2. Over-interpreting the IR Fingerprint Region: Trying to assign every small trough in the fingerprint region (below 1500 $c{m}^{-1}$) is a mistake. Use the IR spectrum only to identify the presence of major, diagnostic functional group absorptions (like $O-H$, $C=O$, $N-H$) in the functional group region (above 1500 $c{m}^{-1}$).
3. Confusing Integration with Splitting in NMR: The height or number of peaks in a multiplet does not tell you the number of protons. The area under the entire multiplet (the integration trace or number) does. A triplet could represent 1H, 2H, or 3H; the integration value tells you which.
4. Forgetting the $n+1$ Rule Applies to Adjacent, Non-Equivalent Protons: Protons that are chemically equivalent (e.g., the three H's on a methyl group) do not split each other. Splitting only occurs between protons on adjacent carbons that are in different electronic environments. Also, protons on atoms like $O$ and $N$ often do not cause splitting due to exchange.

Summary

• Mass Spectrometry provides the relative molecular mass (Mr) from the molecular ion peak and offers structural clues through characteristic fragmentation patterns.
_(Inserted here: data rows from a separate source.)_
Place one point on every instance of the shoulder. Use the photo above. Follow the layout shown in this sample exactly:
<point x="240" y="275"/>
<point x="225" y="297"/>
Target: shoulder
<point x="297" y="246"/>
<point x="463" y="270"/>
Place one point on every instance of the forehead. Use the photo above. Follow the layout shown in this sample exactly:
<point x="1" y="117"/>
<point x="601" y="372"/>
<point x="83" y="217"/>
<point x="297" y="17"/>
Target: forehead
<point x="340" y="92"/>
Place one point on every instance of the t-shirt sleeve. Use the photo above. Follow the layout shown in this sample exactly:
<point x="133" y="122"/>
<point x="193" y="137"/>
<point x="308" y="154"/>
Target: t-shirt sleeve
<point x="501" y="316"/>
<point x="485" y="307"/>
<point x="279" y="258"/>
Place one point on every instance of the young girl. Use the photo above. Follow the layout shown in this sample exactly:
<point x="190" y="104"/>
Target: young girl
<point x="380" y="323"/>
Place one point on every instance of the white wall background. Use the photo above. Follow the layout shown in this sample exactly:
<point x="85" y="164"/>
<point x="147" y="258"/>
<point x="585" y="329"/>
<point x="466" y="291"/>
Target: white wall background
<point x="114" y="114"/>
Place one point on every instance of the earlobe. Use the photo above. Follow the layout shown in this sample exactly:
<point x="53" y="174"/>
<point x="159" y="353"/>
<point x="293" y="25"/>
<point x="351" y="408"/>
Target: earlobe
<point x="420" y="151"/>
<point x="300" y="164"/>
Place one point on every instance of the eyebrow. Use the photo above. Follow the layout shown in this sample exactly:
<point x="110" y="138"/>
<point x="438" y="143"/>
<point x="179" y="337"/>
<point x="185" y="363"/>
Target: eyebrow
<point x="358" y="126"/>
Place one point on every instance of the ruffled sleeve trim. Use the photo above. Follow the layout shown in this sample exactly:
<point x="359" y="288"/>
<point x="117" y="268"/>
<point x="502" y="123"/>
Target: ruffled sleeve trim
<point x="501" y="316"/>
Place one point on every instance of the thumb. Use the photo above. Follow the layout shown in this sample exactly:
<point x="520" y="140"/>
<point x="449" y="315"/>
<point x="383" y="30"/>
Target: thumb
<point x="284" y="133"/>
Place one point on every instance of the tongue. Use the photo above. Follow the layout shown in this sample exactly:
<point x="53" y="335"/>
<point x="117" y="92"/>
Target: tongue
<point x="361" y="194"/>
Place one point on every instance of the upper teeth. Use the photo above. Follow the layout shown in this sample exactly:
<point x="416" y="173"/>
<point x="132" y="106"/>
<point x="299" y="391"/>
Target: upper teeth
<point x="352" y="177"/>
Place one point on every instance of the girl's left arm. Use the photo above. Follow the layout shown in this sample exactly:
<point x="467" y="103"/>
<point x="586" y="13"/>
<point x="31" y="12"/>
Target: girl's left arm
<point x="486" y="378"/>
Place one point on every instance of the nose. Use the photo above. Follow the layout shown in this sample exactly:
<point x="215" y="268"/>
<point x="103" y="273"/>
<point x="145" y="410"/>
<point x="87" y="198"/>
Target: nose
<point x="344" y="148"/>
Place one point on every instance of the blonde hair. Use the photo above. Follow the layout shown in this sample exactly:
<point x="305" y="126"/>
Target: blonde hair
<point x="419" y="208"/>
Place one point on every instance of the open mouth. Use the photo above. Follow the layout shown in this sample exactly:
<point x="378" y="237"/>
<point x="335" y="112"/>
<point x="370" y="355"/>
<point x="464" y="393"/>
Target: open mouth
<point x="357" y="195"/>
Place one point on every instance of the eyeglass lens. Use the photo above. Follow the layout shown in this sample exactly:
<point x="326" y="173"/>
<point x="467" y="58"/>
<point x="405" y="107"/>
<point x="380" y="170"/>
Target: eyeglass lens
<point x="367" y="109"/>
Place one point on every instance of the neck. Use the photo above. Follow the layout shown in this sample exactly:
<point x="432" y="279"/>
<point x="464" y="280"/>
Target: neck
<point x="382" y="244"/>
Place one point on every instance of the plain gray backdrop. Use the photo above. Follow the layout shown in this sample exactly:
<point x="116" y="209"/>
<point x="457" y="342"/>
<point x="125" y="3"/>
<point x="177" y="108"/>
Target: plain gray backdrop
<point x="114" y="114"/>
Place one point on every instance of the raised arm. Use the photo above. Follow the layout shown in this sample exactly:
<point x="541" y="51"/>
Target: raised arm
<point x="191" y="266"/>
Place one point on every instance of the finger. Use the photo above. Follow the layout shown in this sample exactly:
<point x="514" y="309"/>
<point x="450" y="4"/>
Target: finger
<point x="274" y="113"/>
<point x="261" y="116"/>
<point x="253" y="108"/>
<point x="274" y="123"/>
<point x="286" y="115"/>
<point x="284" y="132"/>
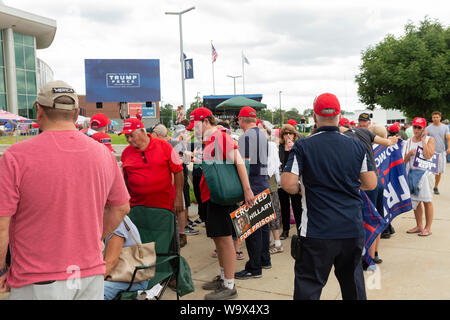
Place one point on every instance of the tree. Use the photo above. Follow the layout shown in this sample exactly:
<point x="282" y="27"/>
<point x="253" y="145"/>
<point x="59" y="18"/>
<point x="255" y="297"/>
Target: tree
<point x="411" y="73"/>
<point x="165" y="114"/>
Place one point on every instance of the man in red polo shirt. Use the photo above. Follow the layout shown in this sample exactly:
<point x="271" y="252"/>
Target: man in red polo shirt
<point x="148" y="164"/>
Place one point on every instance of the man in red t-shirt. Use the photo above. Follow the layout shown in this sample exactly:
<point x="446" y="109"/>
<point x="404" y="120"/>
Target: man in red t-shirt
<point x="62" y="193"/>
<point x="148" y="164"/>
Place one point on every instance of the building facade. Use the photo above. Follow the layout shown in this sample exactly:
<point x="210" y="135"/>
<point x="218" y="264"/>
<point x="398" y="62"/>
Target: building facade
<point x="21" y="72"/>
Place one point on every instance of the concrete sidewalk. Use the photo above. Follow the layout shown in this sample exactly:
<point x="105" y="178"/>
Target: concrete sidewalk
<point x="413" y="267"/>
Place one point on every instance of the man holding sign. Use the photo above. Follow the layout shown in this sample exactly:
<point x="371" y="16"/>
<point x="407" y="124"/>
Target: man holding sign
<point x="418" y="175"/>
<point x="332" y="168"/>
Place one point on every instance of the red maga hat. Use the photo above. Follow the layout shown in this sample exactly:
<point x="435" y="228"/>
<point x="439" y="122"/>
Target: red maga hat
<point x="327" y="105"/>
<point x="198" y="115"/>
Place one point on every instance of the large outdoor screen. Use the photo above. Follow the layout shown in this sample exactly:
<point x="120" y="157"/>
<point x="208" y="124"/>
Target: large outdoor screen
<point x="122" y="80"/>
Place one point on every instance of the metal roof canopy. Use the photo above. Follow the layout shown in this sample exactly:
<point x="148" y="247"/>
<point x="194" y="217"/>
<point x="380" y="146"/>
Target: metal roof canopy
<point x="211" y="102"/>
<point x="44" y="29"/>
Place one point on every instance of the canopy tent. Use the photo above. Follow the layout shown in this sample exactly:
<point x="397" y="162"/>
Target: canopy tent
<point x="237" y="103"/>
<point x="83" y="120"/>
<point x="6" y="116"/>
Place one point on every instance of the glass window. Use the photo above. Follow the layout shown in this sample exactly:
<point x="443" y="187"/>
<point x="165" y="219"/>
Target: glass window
<point x="22" y="104"/>
<point x="18" y="38"/>
<point x="30" y="61"/>
<point x="31" y="82"/>
<point x="28" y="40"/>
<point x="2" y="101"/>
<point x="2" y="63"/>
<point x="2" y="80"/>
<point x="20" y="60"/>
<point x="21" y="83"/>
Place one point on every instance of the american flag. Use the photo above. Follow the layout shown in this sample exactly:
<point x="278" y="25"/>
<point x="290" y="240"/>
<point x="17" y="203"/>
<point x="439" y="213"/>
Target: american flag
<point x="214" y="53"/>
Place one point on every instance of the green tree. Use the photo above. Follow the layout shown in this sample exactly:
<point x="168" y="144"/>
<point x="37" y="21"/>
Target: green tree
<point x="410" y="73"/>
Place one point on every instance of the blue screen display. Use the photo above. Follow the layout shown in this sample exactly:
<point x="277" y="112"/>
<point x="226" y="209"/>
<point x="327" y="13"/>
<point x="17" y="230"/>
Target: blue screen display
<point x="122" y="80"/>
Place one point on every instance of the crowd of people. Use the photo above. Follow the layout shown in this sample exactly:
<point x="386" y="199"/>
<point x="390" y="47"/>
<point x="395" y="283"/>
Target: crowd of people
<point x="66" y="198"/>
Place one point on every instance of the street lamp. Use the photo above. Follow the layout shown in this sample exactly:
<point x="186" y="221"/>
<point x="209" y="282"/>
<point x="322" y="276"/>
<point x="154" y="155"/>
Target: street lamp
<point x="234" y="80"/>
<point x="181" y="52"/>
<point x="281" y="123"/>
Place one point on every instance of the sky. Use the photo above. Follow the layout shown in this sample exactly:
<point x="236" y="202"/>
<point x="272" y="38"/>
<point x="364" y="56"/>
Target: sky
<point x="301" y="48"/>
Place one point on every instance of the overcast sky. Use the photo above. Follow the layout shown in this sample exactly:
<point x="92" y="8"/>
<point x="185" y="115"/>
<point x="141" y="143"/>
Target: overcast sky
<point x="302" y="48"/>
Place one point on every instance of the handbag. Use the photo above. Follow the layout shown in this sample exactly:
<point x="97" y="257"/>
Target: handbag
<point x="132" y="257"/>
<point x="222" y="178"/>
• Infrared Spectroscopy is a functional group detective, identifying specific bond types like $O-H$, $N-H$, and $C=O$ based on their characteristic absorption wavenumbers.
• Proton NMR Spectroscopy is the definitive tool for mapping molecular structure, using chemical shift ($\delta$), integration (relative proton count), and splitting patterns (the $n+1$ rule) to reveal the carbon-hydrogen framework.
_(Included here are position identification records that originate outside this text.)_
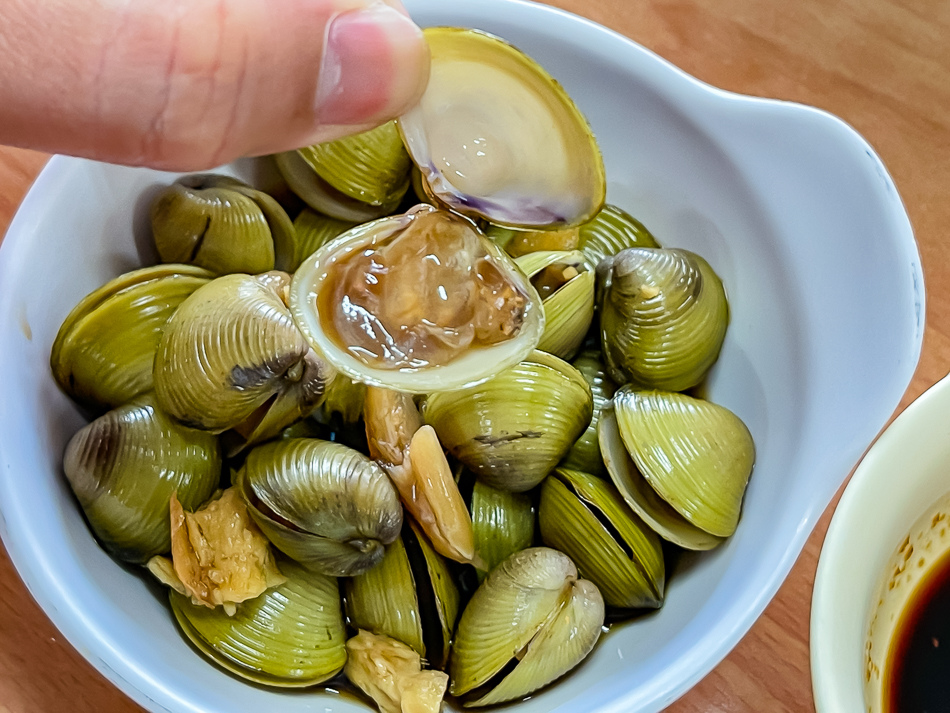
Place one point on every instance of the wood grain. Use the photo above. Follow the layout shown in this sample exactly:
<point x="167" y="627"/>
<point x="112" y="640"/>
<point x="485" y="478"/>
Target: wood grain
<point x="881" y="65"/>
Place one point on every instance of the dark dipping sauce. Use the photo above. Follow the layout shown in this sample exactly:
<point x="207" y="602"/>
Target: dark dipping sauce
<point x="917" y="669"/>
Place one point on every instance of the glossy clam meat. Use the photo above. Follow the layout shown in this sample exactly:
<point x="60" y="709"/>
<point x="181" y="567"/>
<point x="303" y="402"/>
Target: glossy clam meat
<point x="416" y="302"/>
<point x="378" y="464"/>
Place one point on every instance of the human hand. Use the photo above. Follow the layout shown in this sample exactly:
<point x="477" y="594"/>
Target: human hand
<point x="191" y="84"/>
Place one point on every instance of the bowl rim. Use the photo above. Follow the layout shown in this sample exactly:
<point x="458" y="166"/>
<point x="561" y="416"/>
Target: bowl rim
<point x="722" y="637"/>
<point x="834" y="686"/>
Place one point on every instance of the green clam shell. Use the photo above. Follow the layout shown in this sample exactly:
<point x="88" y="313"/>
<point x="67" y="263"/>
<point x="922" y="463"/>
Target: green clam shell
<point x="124" y="467"/>
<point x="312" y="231"/>
<point x="663" y="317"/>
<point x="371" y="167"/>
<point x="587" y="519"/>
<point x="292" y="635"/>
<point x="219" y="223"/>
<point x="641" y="497"/>
<point x="511" y="430"/>
<point x="325" y="505"/>
<point x="502" y="524"/>
<point x="696" y="455"/>
<point x="585" y="453"/>
<point x="568" y="311"/>
<point x="228" y="350"/>
<point x="411" y="598"/>
<point x="611" y="231"/>
<point x="356" y="178"/>
<point x="103" y="353"/>
<point x="530" y="622"/>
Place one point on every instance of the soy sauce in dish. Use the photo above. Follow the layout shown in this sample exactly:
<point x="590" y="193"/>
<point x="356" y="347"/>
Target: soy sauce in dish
<point x="917" y="670"/>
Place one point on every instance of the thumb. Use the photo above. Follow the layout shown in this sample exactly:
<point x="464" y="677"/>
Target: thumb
<point x="191" y="84"/>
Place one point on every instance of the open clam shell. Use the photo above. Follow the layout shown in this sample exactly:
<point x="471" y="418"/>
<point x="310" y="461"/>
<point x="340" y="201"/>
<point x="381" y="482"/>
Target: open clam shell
<point x="530" y="622"/>
<point x="323" y="504"/>
<point x="514" y="428"/>
<point x="496" y="137"/>
<point x="663" y="317"/>
<point x="409" y="596"/>
<point x="104" y="350"/>
<point x="124" y="467"/>
<point x="290" y="636"/>
<point x="404" y="314"/>
<point x="587" y="519"/>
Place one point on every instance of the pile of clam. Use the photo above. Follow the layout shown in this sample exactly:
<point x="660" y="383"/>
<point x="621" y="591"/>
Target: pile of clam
<point x="429" y="433"/>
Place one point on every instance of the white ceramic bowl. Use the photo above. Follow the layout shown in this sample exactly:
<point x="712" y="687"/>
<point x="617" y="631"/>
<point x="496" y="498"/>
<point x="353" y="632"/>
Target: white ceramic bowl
<point x="792" y="208"/>
<point x="903" y="478"/>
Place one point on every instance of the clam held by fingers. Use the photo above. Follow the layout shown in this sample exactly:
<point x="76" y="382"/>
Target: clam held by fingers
<point x="496" y="137"/>
<point x="416" y="302"/>
<point x="323" y="504"/>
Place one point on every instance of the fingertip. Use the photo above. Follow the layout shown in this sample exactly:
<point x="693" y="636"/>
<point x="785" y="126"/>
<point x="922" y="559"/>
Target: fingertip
<point x="375" y="66"/>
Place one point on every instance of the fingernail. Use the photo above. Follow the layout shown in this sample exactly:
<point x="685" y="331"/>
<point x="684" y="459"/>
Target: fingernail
<point x="371" y="66"/>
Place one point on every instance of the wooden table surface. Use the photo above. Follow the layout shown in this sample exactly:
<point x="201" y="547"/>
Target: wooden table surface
<point x="881" y="65"/>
• Structural Deduction requires the systematic integration of all spectroscopic data: Mr from mass spec, functional groups from IR, and the detailed proton environment and connectivity from NMR.
• Success hinges on avoiding common errors, such as misidentifying the base peak as the molecular ion or confusing NMR integration with splitting patterns.